Keith plays Bo Price, a down-and-out C&W singer barely able to get a gig because of his drinking problems. Called back to his small southern home town by the death of his brother in an army helicopter accident, he’s thrown back together with his old girlfriend Angela (Kelly Preston), now a TV reporter in Miami, whom he’d abandoned years before after getting her pregnant; by happenstance her brother was killed in the same accident. But Bo is also introduced to the daughter he’d never met, the punkish Dixie Leigh (Haun), who has musical ambitions herself. What follows is pretty predictable. After a halting beginning, Bo and Dixie Lee bond and even wind up singing together. And he and Angela overcome their differences and, by the end of the movie, are an item again.

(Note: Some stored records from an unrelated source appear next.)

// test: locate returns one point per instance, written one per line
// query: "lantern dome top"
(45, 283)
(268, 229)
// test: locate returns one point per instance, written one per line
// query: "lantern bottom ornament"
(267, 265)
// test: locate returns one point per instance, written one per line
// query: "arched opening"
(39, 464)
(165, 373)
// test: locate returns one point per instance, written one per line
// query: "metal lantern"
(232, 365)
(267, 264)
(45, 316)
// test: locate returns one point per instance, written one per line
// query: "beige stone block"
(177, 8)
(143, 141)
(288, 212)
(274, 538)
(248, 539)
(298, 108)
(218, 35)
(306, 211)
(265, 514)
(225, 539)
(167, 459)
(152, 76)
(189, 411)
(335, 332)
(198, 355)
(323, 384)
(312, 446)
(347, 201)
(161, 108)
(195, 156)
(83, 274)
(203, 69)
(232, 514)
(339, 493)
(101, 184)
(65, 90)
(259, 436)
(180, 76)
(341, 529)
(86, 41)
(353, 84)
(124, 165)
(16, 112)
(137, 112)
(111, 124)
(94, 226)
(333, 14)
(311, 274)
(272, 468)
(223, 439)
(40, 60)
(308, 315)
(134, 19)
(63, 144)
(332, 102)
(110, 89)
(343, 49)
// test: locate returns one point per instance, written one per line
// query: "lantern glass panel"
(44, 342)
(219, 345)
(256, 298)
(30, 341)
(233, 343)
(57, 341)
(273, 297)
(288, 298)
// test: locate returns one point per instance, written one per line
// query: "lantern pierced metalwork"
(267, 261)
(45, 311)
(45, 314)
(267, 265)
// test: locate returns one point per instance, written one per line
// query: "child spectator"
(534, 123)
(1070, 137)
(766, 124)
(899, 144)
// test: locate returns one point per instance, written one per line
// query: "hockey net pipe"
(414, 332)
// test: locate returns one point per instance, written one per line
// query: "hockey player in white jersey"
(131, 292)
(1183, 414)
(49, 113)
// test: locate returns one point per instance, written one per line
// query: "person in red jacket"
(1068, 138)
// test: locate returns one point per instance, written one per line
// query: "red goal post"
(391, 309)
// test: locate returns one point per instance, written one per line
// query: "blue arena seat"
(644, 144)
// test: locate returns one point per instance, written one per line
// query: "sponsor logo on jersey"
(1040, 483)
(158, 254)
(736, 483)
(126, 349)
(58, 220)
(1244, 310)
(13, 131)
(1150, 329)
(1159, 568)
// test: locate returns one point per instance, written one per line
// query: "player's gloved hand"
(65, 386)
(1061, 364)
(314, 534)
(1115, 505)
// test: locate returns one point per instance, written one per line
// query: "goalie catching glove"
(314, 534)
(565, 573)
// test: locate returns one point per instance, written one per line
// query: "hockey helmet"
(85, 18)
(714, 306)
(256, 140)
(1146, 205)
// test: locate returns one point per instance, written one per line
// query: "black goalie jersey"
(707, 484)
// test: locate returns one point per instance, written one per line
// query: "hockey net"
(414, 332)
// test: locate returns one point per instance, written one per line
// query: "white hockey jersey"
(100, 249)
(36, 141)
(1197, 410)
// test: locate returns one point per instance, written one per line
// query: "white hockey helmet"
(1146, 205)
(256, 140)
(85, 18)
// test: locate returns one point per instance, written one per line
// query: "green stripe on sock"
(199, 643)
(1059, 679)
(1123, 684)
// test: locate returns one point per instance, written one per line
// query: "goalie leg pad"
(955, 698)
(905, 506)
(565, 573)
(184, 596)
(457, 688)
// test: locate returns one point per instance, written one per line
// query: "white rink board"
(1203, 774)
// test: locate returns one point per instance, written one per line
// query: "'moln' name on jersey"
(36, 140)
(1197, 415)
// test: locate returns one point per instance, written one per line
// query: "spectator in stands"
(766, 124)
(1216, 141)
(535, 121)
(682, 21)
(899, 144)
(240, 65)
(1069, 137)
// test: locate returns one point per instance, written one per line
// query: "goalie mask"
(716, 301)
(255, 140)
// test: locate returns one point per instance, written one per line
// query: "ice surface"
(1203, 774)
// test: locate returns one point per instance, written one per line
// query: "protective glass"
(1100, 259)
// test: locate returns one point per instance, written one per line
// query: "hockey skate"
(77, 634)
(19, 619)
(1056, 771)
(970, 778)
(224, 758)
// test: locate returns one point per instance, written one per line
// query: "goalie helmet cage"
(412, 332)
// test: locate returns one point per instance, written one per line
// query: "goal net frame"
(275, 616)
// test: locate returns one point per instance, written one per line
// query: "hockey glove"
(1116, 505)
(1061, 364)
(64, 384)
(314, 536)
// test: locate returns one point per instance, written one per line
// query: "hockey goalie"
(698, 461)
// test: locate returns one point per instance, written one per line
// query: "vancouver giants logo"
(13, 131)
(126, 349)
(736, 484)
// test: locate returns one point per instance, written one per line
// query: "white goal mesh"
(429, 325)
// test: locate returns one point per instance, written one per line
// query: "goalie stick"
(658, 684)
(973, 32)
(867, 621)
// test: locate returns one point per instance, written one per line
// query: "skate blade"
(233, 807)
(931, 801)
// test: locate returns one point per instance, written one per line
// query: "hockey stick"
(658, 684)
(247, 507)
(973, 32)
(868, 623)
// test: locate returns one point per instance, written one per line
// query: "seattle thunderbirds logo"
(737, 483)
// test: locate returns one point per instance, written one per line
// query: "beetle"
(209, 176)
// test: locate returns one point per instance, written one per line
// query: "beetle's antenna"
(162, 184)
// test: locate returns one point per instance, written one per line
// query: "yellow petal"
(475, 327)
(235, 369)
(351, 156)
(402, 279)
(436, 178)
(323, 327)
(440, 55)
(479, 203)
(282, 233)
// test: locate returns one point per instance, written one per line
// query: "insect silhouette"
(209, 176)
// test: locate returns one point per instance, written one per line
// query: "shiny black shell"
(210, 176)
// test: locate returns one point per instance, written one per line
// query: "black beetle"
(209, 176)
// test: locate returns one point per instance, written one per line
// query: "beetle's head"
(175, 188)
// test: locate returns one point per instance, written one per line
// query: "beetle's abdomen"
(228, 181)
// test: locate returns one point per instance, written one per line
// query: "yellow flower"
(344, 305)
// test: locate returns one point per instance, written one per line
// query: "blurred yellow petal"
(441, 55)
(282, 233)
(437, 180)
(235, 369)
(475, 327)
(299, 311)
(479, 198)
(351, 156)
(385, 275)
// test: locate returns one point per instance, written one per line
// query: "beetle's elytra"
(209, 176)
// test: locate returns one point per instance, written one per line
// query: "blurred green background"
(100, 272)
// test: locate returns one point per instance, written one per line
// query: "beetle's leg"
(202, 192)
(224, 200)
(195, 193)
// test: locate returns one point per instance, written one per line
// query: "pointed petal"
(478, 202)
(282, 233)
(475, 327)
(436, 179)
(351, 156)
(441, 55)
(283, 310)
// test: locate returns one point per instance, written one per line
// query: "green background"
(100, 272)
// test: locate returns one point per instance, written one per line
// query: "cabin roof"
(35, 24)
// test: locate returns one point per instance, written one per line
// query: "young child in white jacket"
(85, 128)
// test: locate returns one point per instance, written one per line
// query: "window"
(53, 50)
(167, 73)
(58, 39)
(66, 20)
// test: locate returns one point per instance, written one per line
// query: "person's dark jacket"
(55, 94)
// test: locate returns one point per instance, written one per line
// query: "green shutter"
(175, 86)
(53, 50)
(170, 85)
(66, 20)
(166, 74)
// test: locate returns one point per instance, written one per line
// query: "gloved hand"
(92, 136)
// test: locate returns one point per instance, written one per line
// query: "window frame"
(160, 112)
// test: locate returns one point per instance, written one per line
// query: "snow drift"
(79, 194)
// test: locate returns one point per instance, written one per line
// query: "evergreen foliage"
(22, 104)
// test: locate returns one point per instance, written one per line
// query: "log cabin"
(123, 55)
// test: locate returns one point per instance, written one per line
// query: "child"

But that’s not all the domestic drama in “Broken Bridges.” Angela’s long been estranged from her father Jake (Reynolds), and though her mother (Harper) tries to mediate between them, he remains obdurate for a long while before mellowing. Bo and Angela have to deal with her old chum, who’d been instrumental in causing the rift between her and Jake over Bo and now, something of a bar floozy, seems interested in him. Bo has to put up with a bit of contempt from townspeople who see him as having abandoned the locality. In a plot turn that clumsily tries to draw a symmetry between past and present, Bo intervenes violently when Dixie Leigh is assaulted by a local youth who–until the incident–had seemed a rather likable sort, and he and Angela try to persuade the girl to press charges against the boy. One character suffers a health crisis. And Bo persuades some special guests to perform at a memorial service for his and Angela’s brothers, including his own daughter; a benefit concert for the surviving family members is also in the offing.

All of this comes across as terribly mawkish, like a Hallmark Hall of Fame TV movie. And not even a good TV movie. “Broken Bridges” is poorly written and directed in pedestrian fashion, and visually it’s completely undistinguished. It’s also badly acted. Keith, to give him the benefit of the doubt, appears to be trying to underact; certainly he couldn’t be accused to going too far, coming across as phlegmatic and bland. He’s not a natural. Haun is shrill, and Preston pretty much all over the place, while Reynolds looks bored and Harper, in quite limited footage, tries unsuccessfully to fill out a blank character. The supporting cast is mediocre across the board, with Anna Maria Horsford standing out for all the wrong reasons as Angela’s childhood chum, who tells Dixie Leigh about her mother’s past.

“Broken Bridges” is the first feature production from CMT (Country Music Television). If it’s characteristic, let’s hope it’s the last.